One aspect that is usually neglected is the effect of testing on the product release cycle. As a result of testing, more code, dependencies, and infrastructure is introduced which needs to be maintained. Along with working on new features, writing tests for these also has to be taken into account. While refactoring, it is not just the code that has to be refactored, even the test cases have to be refactored. This is a tradeoff between time to market, and maintainability and reliability.

Testing is no longer a chore it used to be, testing tools and frameworks have grown by leaps and bounds. With the advent of docker, headless browsers, Selenium etc; testing is very much within reach of most of the teams provided the intention is there and effort is put in.

Build versus buy

Consciously or unconsciously, as software engineers, we perennially take build versus buy decisions. It might be as trivial as copy pasting code from somewhere versus racking up our brains to write our own; using an already available library or writing one from scratch; using a time tested framework against designing one; building a piece of software internally as compared to buying one.

backdrop-21534_640

The way we account for the build versus buy decision varies. Some of the frivolous reasons for building in-house are NIH syndrome, hubris, and planning fallacy.  We generally tend to overemphasize our expertise, knowledge, and capability which naturally lead to building internally. Also, we underestimate the amount of work involved in creating software, only once we get our feet wet does the reality set in. A very valid reason for building internally is cost but when accounting for cost, we usually overlook the hidden cost of building software. Buying a software has an upfront monetary cost whereas by building internally we pay in the form of opportunity cost, talent cost, feature cost etc.

Build versus buy arguments are reminiscent of qualitative speak like “This is not our core expertise, we should be concentrating on solving our business problems”, “This is going to cost us a bomb, let us build in-house”, “We should have had this yesterday, building in-house will cost us another 6 months”, “Will that external product be able to handle our scale”, “Can we trust them with our data” etc. In most cases, build versus buy decisions are qualitative, it is not an easy exercise to quantify them.

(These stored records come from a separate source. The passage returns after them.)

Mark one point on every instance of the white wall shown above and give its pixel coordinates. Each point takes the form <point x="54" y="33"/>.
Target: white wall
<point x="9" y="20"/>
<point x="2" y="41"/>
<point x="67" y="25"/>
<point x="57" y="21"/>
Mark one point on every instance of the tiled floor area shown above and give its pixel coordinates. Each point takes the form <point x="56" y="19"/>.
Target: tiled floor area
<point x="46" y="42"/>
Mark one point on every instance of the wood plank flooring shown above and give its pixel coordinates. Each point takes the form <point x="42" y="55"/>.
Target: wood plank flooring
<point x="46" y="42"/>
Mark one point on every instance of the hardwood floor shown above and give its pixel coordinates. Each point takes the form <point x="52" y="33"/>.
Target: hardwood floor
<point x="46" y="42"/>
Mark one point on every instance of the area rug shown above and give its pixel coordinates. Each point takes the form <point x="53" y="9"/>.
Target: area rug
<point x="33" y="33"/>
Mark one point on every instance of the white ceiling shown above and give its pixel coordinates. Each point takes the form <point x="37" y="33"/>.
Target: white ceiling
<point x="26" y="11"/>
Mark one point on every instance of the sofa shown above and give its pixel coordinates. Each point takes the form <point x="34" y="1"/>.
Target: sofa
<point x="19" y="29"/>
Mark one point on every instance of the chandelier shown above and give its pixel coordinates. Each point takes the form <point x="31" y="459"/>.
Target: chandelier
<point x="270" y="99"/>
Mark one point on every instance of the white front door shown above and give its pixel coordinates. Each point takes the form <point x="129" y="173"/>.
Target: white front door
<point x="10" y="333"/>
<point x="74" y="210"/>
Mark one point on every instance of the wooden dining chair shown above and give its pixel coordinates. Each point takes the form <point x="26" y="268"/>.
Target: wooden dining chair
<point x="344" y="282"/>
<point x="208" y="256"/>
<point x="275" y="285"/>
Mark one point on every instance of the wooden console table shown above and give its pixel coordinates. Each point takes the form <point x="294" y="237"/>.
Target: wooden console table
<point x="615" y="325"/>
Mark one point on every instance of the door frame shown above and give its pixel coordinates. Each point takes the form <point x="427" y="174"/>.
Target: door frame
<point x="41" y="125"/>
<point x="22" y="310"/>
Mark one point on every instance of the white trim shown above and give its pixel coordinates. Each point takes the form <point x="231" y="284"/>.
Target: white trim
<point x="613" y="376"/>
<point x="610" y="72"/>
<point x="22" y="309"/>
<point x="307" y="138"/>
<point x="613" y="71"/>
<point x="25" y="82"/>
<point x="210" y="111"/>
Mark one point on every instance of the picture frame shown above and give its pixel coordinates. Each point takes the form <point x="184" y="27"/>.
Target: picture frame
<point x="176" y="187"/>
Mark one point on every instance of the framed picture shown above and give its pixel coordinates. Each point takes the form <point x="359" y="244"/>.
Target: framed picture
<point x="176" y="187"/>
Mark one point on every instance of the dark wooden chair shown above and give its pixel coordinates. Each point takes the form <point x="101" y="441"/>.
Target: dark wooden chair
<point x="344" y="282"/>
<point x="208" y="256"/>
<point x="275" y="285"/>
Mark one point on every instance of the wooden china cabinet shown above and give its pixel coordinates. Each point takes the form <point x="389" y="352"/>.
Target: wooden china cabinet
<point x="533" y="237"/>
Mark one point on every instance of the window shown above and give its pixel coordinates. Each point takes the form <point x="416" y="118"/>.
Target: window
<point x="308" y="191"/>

When evaluating a product that is already out in the market versus building something similar, a cardinal mistake people commit is mapping features one to one. Even though having 100 different features looks rosy and attractive, usually we end up using only a select few. Instead of trying to match an external product feature to feature, scope out the features that you need or would probably use and then estimate the effort. Another is refinement. An external product will be refined and polished, but you may not need the same level of refinement. For example, you might not need a web interface for the product, a terminal interface would work fine for your use case.

When faced with the build versus buy decision, asking the following help:

  1. Is this my core expertise or is it something I can let others do for me?
  2. What is the cost of getting this done externally versus hiring people to build this?
  3. How much control do I need over this i.e can I live with some error, downtime or opaqueness?
  4. Will I really do a better job building this internally?
  5. Do I have the expertise needed to build this?
  6. Once I build this, will I be able to maintain and enhance?
  7. What is the opportunity cost of having this sometime in the future versus having it now?

Use the answers to the above as a beacon for the build versus buy decision.